Most malware, whether worm or virus, share a common characteristic: they tend to spread over time from one device to another device if not contained. The ability to get up-to-date and real-time metrics on mobile networks is critical for quickly developing strategies for containing worm and other virus attacks. There is a need to assimilate statistical information about potential malware on the network and present it to network administrators in a meaningful way so they can quickly take appropriate actions to stop worm and other virus attacks before they have had a chance to widely proliferate.
Client anti-virus applications provide a level of security against malware on mobile phones. However, network operators also need to reinforce the security at the network level to ensure that all handsets are uniformly protected regardless of whether or not the client devices install anti-virus software. Malware-detection systems at the mobile network level have to run so that they will not introduce significant delay to the network traffic. This is because mobile networks transmit voice traffic and introducing even a minor network delay would unacceptably degrade voice quality. Placing a detection system so that network traffic passes directly through the detection system, or “in-line” with the network communication, allows the detection system to scan all data blocks passing through the network. This permits infected data blocks to be blocked before they reach another mobile device. However, such an in-line detection system can introduce unacceptable latency and a corresponding decrease in quality of service to the mobile user.

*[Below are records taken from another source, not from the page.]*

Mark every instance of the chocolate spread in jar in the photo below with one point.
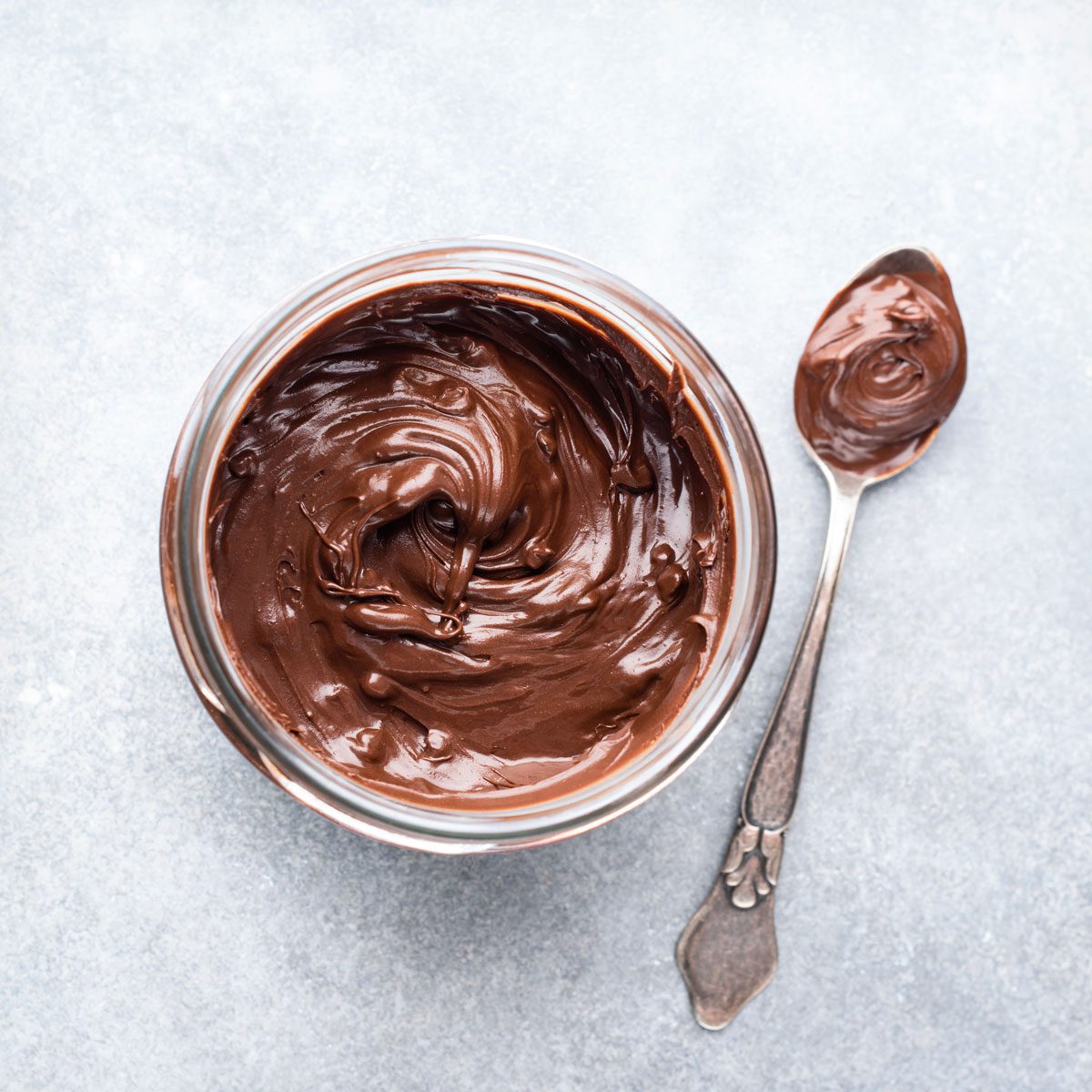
(883, 369)
(470, 546)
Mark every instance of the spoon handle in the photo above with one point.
(729, 951)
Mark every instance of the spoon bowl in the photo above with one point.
(880, 372)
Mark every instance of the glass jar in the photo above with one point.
(188, 591)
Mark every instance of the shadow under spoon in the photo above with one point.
(895, 314)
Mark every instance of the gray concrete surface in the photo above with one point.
(168, 920)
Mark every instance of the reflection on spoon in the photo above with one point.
(880, 372)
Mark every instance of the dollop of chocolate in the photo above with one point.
(470, 545)
(882, 370)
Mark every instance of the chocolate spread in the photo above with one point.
(470, 545)
(883, 369)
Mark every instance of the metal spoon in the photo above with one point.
(729, 951)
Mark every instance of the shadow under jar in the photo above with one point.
(469, 546)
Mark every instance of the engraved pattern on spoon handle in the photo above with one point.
(753, 858)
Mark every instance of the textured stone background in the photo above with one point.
(172, 921)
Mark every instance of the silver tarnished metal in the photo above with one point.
(729, 951)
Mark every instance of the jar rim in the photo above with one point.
(306, 776)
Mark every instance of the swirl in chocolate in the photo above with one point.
(883, 369)
(470, 545)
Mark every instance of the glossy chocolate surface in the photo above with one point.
(470, 545)
(882, 370)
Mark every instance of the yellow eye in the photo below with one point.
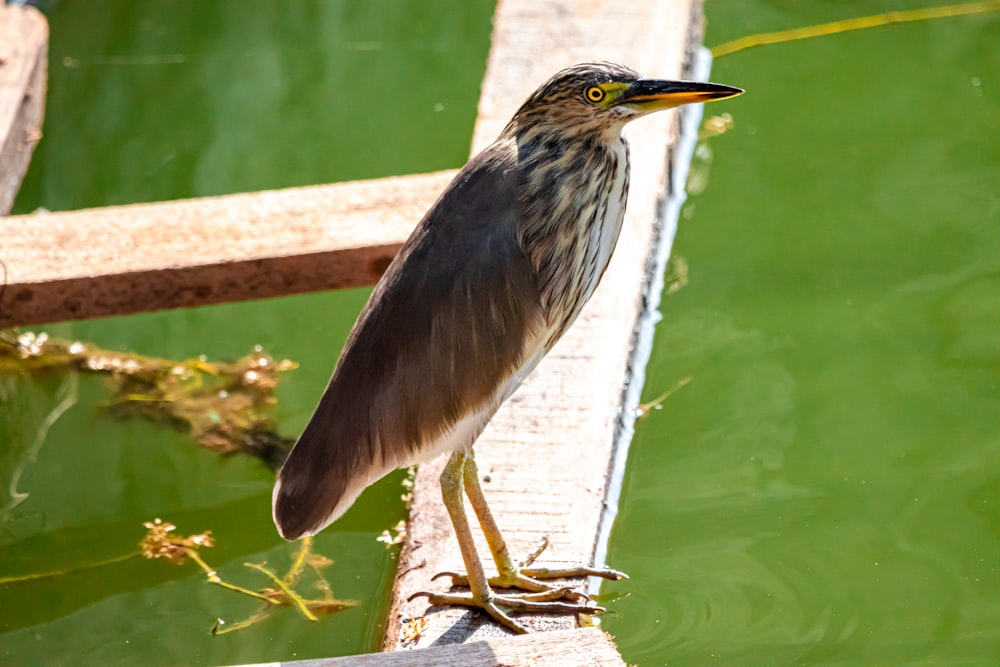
(595, 94)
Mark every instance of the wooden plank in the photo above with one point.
(546, 454)
(24, 40)
(585, 647)
(126, 259)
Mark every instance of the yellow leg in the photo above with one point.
(461, 477)
(511, 575)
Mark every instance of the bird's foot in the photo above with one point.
(538, 596)
(526, 578)
(533, 580)
(498, 606)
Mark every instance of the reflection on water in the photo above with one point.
(826, 490)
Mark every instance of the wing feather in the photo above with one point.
(443, 331)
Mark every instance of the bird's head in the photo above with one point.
(603, 95)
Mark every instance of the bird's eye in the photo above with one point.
(594, 94)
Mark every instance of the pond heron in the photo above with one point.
(490, 279)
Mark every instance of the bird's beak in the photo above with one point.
(654, 94)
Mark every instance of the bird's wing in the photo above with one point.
(444, 331)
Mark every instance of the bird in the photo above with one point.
(492, 276)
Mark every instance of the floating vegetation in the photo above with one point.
(644, 409)
(162, 542)
(222, 405)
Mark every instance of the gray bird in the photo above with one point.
(494, 274)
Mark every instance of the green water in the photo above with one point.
(826, 490)
(159, 100)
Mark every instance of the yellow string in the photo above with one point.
(848, 25)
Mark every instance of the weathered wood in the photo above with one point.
(125, 259)
(24, 39)
(585, 647)
(546, 454)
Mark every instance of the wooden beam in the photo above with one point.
(24, 40)
(585, 647)
(545, 455)
(126, 259)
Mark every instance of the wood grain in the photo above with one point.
(24, 40)
(126, 259)
(545, 456)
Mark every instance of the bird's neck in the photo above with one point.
(573, 191)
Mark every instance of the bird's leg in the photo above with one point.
(453, 483)
(511, 575)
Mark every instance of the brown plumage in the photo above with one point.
(498, 269)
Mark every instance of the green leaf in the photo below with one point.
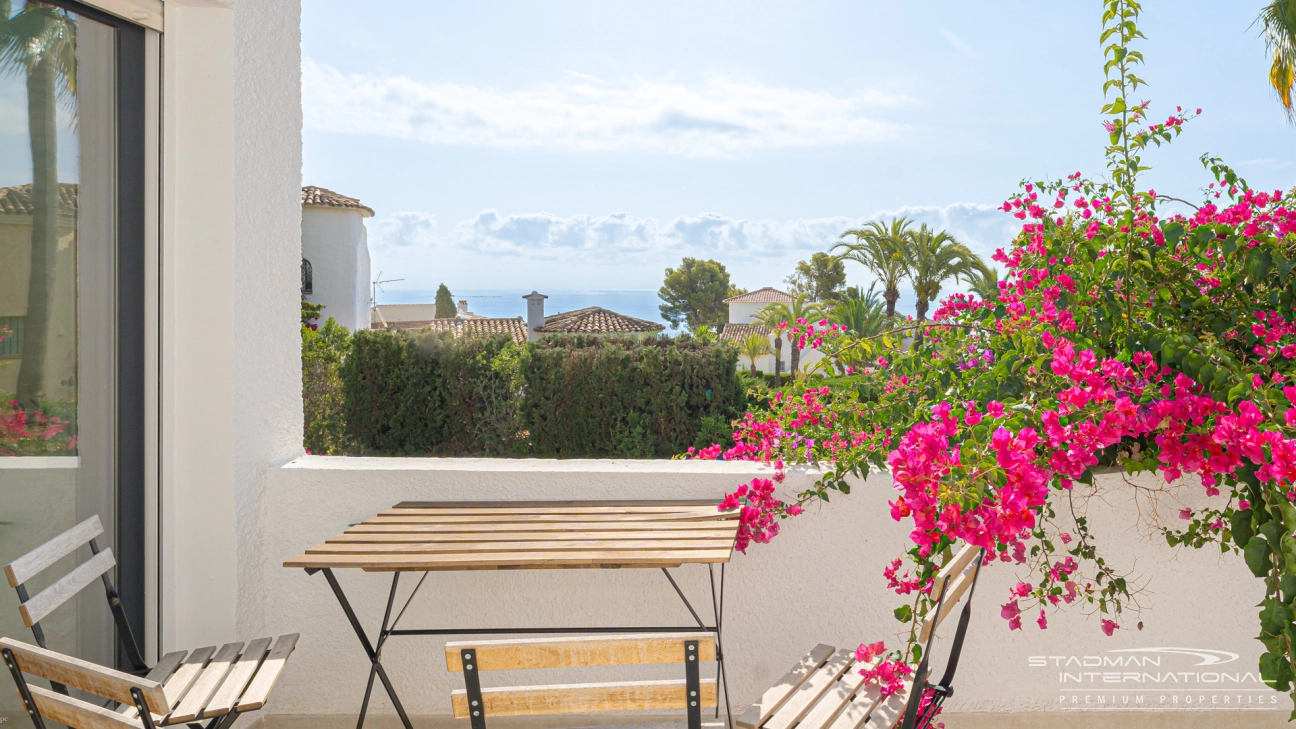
(1257, 557)
(1242, 531)
(1259, 262)
(1274, 616)
(1275, 671)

Currently, once malware has been identified and analyzed, it can be detected using signatures extracted from the malware and cleaned according to its specific ways of spreading and infecting. The more difficult problem is in identifying new malware as early as possible to prevent it from proliferating. Although firewalls are used in the mobile network to limit or forbid suspicious behavior, no existing methods provide a comprehensive security solution towards eliminating all new malware. This is at least in part because the forms and functionalities of new malware are unpredictable. Also, malware can propagate through any number of locations making it impossible to capture all new malware samples at a single location. To effectively combat new malware, new malware samples need to be quickly gathered, identified, and analyzed as soon as they appear on the network so that cleaning schemes using signature schemes or other methods can be implemented before the malware has had a chance to widely proliferate. The sooner a sample of new malware is obtained, the sooner the mobile network can be protected against the new malware and the less damage the malware will ultimately cause.

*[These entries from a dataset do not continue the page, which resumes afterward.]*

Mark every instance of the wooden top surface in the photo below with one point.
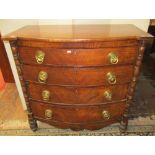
(77, 32)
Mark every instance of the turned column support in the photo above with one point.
(132, 86)
(31, 119)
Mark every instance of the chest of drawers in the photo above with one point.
(78, 76)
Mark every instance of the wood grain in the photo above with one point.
(78, 114)
(78, 76)
(78, 57)
(77, 95)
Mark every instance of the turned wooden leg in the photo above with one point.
(123, 123)
(32, 122)
(33, 125)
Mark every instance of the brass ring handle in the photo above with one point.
(113, 58)
(108, 95)
(106, 114)
(40, 55)
(46, 95)
(48, 114)
(42, 76)
(111, 78)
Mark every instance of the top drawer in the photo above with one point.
(78, 57)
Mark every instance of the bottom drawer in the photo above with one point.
(77, 114)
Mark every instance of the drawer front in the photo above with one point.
(77, 114)
(105, 75)
(86, 57)
(102, 94)
(53, 56)
(77, 95)
(55, 75)
(52, 94)
(79, 76)
(106, 56)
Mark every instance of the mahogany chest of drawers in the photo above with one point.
(78, 76)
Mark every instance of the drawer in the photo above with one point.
(105, 75)
(106, 56)
(55, 75)
(72, 57)
(77, 114)
(78, 76)
(52, 94)
(29, 55)
(77, 95)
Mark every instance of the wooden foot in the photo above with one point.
(123, 124)
(33, 125)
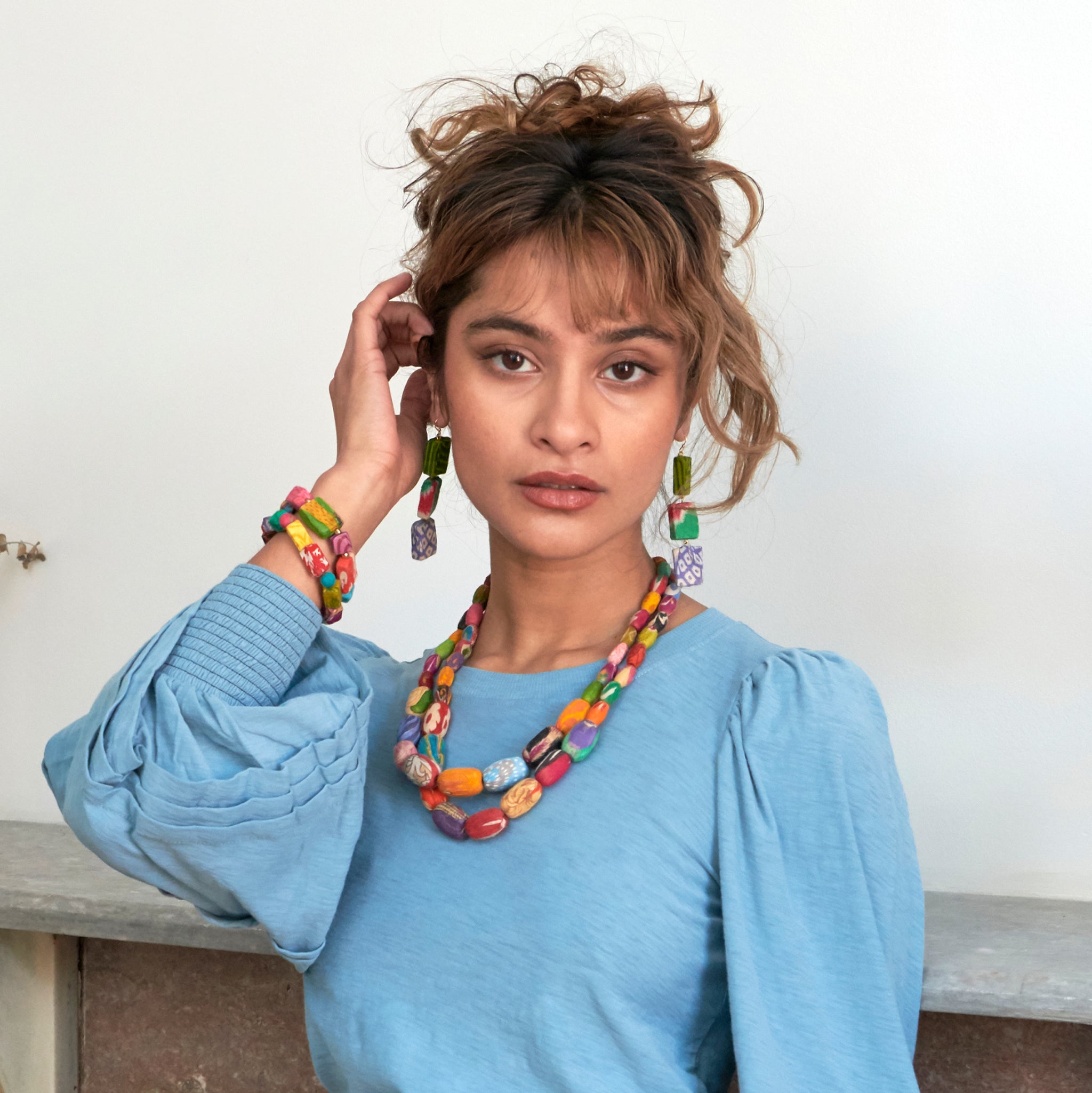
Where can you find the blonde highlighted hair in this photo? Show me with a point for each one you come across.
(574, 161)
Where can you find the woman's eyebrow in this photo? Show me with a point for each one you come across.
(502, 322)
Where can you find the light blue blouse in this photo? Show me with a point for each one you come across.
(730, 879)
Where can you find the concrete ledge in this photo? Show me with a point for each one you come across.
(984, 954)
(1008, 956)
(52, 883)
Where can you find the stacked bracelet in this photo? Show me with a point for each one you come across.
(301, 508)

New malware and malware variants are constantly appearing. Once new malware has been identified, service providers need a way to update mobile devices in the network so that they can remove the new malware from the mobile devices or prevent other mobile devices from becoming infecting. With most malware prevention systems, users manually initiate a process to update their malware prevention system with a server. In the interim, however, their systems remain vulnerable to the new malware. With the growing popularity of smart phones and the potential for greater interaction between mobile phones, there is a need to be able to update mobile devices as soon as new malware is identified.